Slight second problem, it's less-- it's more about the assumption [INAUDIBLE] because the voxels in the brain-- the [INAUDIBLE] voxels are closely, highly correlated with each other. [INAUDIBLE] 90% is a little bit challenging. But that can be done, but that requires some-- some work about that.
But the first, the computation cost is the major one. So that's-- basically, this is-- I mean, there are some other few limitations. I mean, the first one, we haven't defined those ROIs. That can be done based on previous studies, based on meta-analysis, or can be based on atlas. Nowadays, there are many atlas available. So we can use that to define ROI.

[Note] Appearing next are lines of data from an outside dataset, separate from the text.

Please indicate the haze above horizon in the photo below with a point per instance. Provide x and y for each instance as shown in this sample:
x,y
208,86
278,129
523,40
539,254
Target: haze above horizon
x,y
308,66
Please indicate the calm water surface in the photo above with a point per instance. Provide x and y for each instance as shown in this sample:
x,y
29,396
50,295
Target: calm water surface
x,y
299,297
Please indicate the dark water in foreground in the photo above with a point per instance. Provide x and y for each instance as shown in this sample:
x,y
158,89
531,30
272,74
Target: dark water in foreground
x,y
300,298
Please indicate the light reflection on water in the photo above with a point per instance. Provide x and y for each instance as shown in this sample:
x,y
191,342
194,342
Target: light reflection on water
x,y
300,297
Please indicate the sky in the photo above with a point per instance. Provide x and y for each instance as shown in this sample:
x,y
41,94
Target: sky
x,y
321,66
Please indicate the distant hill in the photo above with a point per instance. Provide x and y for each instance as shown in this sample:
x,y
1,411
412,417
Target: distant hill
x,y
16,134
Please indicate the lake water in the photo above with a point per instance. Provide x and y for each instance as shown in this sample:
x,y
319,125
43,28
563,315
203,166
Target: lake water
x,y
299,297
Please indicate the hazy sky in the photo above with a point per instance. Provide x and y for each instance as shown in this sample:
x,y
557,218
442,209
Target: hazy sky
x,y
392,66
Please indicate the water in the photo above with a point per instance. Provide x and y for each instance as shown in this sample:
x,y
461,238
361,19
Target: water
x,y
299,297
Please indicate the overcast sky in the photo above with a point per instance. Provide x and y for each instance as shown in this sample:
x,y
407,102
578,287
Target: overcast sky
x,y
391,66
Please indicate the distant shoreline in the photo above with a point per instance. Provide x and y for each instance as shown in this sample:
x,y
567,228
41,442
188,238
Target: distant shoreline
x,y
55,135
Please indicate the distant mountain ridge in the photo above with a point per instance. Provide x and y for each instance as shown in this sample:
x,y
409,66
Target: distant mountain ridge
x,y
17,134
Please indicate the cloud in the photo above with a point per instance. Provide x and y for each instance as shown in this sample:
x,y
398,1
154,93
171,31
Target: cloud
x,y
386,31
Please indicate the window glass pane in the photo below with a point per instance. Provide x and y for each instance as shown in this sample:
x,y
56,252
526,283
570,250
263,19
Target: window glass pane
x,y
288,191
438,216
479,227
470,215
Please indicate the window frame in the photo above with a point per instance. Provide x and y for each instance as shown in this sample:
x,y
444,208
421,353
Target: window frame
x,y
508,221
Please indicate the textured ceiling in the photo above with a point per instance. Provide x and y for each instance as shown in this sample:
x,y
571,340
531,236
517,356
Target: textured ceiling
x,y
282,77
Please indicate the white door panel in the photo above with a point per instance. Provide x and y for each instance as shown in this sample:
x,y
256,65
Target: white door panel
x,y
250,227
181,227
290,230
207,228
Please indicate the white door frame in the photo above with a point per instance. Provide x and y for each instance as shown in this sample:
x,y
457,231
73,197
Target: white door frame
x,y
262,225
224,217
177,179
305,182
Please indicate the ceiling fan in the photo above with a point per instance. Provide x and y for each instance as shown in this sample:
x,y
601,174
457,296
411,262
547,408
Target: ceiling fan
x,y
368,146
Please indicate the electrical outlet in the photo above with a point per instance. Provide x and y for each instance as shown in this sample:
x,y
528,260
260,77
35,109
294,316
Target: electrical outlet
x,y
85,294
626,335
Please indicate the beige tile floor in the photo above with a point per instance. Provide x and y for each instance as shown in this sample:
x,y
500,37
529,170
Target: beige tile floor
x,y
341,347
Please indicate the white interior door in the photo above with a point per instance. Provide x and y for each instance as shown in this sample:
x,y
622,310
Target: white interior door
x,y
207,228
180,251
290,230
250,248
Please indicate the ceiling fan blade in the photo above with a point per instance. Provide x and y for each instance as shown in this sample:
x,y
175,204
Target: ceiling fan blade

If you don't have that, those sources, how can I do? One possibility is you recruit more subject-- double your subjects. Then use half of your subjects to define [INAUDIBLE] use the second half to perform the analysis. Or if you don't double the number of subjects, you can double your scanning time. Use half of data to define ROIs then you use second one to perform the analysis. So those are the alternatives.
So I think that's pretty much I want to say. And it's-- I mean, there are many ways we can criticize different models. Even Bayesian approach, of course, you can criticize. But at least, the approach provides a platform for us to criticize it, even if it doesn't do a perfect job. I mean, no model does a great job. We always start just with something then go from there.
So at least the better approach, we do have our platform for us to criticize to compare to alternatives. Unlike the current approach-- nobody is doing any model comparison. Nobody is checking their model performance. We just have an assembly line. We use the software, just goes through all steps, then we have the results. If we are happy, we just the write it, publish the results.
Nobody questions that model, whether it's valid or not. Nobody is doing anything about the model, challenging the model. So here, we can directly show the model performance, check the model's performance, from different ways. So I think that's pretty much I wanted to say. This is just a summary of this presentation.